First, we fix the damage in front of us. We restore SNAP funding immediately. I am cosponsoring legislation to reverse these cuts and get food back on the table for Chicagoans who need it. These families, including a lot of children, rely on this program right now. They do not have a backup plan.
But if we stop there, we are missing the point. The people I spoke with that cold November morning did not want to rely on SNAP. They want to earn enough to take care of their families. They want to buy groceries without worrying that the help they depend on might disappear. They want stability.
And that is the bigger truth. SNAP is the safety net. The fact that so many people need it tells you what is broken.
So we do both. We restore SNAP, and we build an economy where fewer families need it just to get by.
That means putting more money in people’s pockets by:
Making the expanded Child Tax Credit permanent after we saw it cut child poverty in half;
Strengthening the Earned Income Tax Credit, so work actually pays;
Investing in child care so parents can stay in the workforce; and
Rapidly increasing our housing stock so the rising rents and property taxes that are squeezing families across Chicago come down.

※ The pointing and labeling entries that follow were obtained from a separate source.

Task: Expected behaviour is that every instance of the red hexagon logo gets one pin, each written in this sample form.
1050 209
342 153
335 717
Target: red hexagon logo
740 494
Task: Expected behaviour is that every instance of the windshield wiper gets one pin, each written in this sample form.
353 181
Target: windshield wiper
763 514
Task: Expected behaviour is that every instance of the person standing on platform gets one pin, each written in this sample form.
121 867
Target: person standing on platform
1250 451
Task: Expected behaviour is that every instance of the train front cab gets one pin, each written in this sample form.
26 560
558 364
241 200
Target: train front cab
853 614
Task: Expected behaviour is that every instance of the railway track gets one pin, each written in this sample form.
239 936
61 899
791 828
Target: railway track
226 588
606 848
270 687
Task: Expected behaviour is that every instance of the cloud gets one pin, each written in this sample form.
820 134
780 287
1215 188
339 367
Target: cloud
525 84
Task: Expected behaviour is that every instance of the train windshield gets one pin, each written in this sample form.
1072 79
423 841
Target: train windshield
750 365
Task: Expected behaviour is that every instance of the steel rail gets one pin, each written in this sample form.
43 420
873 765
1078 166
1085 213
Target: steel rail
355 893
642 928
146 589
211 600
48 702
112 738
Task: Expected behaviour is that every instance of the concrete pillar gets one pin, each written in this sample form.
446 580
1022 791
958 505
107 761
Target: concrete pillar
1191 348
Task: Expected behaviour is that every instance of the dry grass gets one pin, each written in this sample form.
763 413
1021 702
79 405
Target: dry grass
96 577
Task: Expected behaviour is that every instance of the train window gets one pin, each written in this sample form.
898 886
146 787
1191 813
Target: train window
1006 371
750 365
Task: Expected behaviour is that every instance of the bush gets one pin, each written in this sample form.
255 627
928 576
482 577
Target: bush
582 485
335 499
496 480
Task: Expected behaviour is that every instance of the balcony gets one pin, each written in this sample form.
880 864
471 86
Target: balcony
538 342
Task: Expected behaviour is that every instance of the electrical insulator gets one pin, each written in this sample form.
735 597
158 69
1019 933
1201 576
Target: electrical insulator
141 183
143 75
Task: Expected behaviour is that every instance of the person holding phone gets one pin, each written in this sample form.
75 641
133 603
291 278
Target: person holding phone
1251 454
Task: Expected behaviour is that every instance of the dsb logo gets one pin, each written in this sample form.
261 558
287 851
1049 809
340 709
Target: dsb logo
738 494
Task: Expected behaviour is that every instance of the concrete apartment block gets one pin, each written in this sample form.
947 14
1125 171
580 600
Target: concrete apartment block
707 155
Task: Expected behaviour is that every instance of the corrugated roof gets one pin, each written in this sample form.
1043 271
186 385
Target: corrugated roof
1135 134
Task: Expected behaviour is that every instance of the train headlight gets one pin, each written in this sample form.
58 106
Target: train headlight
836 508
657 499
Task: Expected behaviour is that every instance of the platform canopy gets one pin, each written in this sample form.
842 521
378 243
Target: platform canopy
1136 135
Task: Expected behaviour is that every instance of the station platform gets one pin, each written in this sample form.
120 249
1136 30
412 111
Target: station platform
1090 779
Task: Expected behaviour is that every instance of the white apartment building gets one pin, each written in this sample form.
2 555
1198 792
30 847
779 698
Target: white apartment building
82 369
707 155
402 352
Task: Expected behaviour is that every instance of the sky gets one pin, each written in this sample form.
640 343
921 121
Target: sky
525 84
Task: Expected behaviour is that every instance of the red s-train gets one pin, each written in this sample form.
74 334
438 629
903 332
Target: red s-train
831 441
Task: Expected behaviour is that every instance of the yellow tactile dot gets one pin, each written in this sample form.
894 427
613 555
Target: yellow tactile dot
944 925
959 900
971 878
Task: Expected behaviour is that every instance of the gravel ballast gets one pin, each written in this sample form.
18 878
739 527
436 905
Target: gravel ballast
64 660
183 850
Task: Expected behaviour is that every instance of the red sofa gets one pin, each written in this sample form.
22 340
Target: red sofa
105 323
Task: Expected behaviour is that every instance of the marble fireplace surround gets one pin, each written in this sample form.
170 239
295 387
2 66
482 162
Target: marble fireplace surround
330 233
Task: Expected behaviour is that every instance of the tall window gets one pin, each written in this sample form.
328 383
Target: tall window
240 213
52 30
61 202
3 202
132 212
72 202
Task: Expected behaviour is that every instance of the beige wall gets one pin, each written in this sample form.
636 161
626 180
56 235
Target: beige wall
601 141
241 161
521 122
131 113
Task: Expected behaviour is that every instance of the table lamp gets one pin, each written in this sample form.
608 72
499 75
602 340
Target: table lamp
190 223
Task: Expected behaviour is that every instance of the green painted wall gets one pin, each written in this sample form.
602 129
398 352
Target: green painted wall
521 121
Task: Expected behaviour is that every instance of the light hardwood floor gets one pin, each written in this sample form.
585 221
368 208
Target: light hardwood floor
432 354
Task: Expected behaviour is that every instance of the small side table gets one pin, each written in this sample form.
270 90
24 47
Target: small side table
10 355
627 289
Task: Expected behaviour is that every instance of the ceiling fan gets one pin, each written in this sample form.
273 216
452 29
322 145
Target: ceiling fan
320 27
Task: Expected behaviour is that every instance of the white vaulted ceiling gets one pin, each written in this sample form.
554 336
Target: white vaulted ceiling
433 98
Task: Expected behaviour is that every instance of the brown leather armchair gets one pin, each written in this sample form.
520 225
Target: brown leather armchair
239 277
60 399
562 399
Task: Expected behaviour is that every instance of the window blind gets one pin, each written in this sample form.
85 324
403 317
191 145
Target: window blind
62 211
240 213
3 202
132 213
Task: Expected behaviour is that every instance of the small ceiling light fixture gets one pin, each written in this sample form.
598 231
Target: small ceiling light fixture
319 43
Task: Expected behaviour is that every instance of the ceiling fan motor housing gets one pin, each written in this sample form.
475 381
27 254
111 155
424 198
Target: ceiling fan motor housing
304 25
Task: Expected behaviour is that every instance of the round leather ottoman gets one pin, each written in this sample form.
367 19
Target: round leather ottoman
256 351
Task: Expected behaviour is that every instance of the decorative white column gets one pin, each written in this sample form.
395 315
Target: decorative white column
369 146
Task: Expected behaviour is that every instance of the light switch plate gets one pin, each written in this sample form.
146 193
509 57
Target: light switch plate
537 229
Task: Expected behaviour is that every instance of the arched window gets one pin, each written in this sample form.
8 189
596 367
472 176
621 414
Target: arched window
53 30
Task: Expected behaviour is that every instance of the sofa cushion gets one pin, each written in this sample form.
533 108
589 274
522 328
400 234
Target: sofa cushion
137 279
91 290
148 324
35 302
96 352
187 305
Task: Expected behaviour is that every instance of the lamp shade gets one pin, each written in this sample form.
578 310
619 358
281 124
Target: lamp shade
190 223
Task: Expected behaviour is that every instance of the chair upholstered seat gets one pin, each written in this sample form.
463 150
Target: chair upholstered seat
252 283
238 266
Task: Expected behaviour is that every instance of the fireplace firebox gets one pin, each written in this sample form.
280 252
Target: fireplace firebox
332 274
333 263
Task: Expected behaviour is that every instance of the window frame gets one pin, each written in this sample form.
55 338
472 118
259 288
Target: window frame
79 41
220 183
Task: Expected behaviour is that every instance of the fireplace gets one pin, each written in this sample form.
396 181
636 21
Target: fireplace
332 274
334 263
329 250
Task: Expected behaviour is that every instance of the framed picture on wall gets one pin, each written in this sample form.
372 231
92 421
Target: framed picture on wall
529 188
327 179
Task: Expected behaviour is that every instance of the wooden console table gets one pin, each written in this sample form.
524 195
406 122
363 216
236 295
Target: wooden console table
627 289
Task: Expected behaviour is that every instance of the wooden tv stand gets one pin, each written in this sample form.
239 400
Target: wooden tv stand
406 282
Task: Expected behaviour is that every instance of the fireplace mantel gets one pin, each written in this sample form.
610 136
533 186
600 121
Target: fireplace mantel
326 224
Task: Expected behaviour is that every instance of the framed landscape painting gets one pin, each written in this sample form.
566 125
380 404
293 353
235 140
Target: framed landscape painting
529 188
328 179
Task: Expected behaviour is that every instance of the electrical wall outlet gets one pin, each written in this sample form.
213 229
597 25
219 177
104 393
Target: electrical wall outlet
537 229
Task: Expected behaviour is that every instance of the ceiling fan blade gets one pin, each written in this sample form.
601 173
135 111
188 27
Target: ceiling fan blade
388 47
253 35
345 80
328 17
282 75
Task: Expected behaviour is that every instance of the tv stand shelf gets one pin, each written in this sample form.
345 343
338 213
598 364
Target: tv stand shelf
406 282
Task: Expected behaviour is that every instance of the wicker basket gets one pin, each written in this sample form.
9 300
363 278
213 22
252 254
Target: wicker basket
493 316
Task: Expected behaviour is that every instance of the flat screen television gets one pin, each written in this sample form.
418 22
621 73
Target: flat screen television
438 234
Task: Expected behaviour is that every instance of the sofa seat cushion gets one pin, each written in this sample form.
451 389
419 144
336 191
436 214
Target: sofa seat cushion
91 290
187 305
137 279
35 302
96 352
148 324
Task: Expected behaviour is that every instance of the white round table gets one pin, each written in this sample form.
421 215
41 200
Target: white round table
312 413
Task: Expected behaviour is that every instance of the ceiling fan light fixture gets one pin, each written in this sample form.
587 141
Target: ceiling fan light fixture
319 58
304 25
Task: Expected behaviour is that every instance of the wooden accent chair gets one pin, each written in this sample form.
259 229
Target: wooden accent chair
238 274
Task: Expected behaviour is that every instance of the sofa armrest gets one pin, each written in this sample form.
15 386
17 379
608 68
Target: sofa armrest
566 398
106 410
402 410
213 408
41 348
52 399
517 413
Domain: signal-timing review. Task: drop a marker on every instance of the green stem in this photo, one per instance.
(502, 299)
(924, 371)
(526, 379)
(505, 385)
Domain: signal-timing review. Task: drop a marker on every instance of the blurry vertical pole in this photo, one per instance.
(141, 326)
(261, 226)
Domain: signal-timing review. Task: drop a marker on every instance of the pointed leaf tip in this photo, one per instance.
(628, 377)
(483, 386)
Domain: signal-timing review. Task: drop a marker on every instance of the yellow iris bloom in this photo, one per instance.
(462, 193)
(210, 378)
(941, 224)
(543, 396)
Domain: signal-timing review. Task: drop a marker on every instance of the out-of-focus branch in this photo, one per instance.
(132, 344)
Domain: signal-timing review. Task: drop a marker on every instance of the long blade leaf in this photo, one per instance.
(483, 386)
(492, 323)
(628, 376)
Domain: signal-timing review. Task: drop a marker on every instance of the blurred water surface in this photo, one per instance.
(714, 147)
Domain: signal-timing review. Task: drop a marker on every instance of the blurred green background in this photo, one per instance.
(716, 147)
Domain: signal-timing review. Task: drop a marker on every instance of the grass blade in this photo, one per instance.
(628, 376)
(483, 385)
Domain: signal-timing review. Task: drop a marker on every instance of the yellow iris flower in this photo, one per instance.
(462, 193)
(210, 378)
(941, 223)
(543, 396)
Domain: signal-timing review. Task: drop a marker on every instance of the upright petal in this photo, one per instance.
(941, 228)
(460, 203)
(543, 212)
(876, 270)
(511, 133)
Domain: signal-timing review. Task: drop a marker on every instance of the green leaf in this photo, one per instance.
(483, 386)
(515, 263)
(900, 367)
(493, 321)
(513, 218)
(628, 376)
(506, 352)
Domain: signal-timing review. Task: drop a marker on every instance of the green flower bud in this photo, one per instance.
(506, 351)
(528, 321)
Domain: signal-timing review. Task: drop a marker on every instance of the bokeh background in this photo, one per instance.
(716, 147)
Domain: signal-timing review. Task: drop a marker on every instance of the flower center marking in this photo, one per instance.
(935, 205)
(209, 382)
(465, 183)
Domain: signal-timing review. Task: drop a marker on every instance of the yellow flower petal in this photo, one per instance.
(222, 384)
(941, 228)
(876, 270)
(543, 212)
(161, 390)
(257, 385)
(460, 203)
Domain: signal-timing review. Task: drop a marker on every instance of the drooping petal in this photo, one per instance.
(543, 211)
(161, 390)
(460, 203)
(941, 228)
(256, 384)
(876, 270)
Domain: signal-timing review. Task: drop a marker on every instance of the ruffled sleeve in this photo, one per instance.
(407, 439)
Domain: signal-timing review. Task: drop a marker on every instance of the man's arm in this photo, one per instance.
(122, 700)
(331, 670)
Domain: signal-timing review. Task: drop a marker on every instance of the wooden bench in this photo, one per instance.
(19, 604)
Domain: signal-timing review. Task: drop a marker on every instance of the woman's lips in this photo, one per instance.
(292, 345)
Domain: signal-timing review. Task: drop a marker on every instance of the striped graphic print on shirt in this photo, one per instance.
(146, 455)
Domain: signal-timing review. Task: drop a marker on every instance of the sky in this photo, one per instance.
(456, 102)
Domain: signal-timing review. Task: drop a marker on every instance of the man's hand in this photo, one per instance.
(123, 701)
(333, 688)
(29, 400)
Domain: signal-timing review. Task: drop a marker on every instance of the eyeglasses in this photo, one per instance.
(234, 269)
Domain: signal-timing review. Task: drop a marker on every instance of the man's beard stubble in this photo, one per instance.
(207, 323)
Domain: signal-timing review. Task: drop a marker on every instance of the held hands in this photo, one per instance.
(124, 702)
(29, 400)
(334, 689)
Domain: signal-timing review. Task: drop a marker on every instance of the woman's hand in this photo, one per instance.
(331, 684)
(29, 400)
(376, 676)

These issues are connected. When housing costs rise and wages don’t, more and more families end up in that line at five in the morning.
So here is the bottom line: We need to restore SNAP immediately because families need help now, especially heading into summer. But we also need to fix the pernicious issues causing this country’s radical economic inequality so fewer families are forced to rely on it in the first place.
The people standing in that line at St. Sabina are like anyone else in this city: They work hard. They love their kids. They do whatever they have to put food on the table for their families. They need our support, and deserve to be treated with dignity.
I know there is always more I can do. That’s why I’m not going to stop fighting until we get this right.